Part of your grade will be based on testing. Some example tests and utility functions are provided in fullilssa_test.ml and fullildom_test.ml. You must use the testing framework provided and explicitly note any modifications in your readme.txt file. We ask that you name your test cases regularly: choose a username from those in your group. All test names and files should contain that username followed by an underscore as a prefix. (For example, if your username is cat and you have written a test case called alive, that test should be called cat_alive.)

  • For this assignment, we require that you define at least two unit tests per category (where each category is one of the 20% slices of the project as outlined below).
  • Tests must be sufficiently different from one another to count.
  • All test cases that you count toward the testing portion of your grade must be fully automatic and must check for some result. The tests must run when we call omake test from the ralloc directory.
  • Please share at least one test from any category on the mailing list. You can count others' tests toward your total.

The grading breakdown for this project is as follows:

  • ~20%: Dominance/Dominance Frontier.
  • ~20%: Liveness/Liveness Queries.
  • ~20%: Graph Coloring and Spilling.
  • ~20%: Leaving SSA.
  • ~10%: Code style, readability and documentation.
  • ~10%: Testing.

In addition, you can receive extra credit for using information about move-related operands to drive graph coloring (+5%) and for improving the provided code (either by making it generate better IL/X86 or by improving the speed of the compiler itself). Contact us to see how much a change is worth and make note of it in your readme.txt.

Remember that your raw score will be scaled— that is, more difficult assignments will be worth more than less difficult assignments, even if the more difficult assignment has fewer available points.

ralloc.run, the executable the OMakefile will produce, offers several helpful command line flags that might make debugging easier. This time around, we are providing some scripts to run the compiler with debugging settings. The scripts include:
  • igraph example-name: builds, but does not execute, the program at examples/example-name.oat. Dumps intermediate graphs to the local directory as .gv files and records a large amount of debugging output to log.txt.
  • igraphr example-name: builds and runs the program at examples/example-name.oat with no graph output and no debug output.
  • igraphq example-name: builds the program at examples/example-name.oat with no graph output and no debug output.
  • gv graph-name.gv: uses Graphviz to produce a graph from the given graph description file.

Running ralloc.run --help will give you a comprehensive documented list of supported flags. Remember that the optimizing backend will not run without the -O flag being provided.
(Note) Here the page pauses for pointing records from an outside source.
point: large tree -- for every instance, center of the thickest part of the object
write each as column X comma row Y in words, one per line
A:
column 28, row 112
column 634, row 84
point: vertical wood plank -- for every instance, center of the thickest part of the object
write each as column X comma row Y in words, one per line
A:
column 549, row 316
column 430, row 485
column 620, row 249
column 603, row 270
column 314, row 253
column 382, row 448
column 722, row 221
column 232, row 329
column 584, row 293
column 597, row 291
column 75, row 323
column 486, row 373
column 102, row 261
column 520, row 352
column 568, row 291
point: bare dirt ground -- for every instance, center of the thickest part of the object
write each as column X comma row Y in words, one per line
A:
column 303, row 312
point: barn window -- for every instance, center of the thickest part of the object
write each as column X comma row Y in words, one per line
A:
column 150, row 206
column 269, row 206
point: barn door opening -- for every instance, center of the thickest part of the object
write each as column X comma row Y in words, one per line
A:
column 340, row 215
First, make sure to clean your project with omake clean. All of the files you've written should be in projects/ralloc. Submit your assignment on ENIAC. Your project must run on ENIAC, including all test cases. Be sure to submit from ENIAC and not from some other Linux machine; otherwise you will get an error.

Switch to the projects directory and type: turnin -c cis341 -p project7 ralloc Verify that you've submitted your files with: turnin -c cis341 -v -p project7 You can re-submit your work any number of times, but only the last submission will be counted. New submissions completely overwrite old submissions— so if you're missing a single file, make sure to resubmit your entire project. Check the main course page for information about late policies.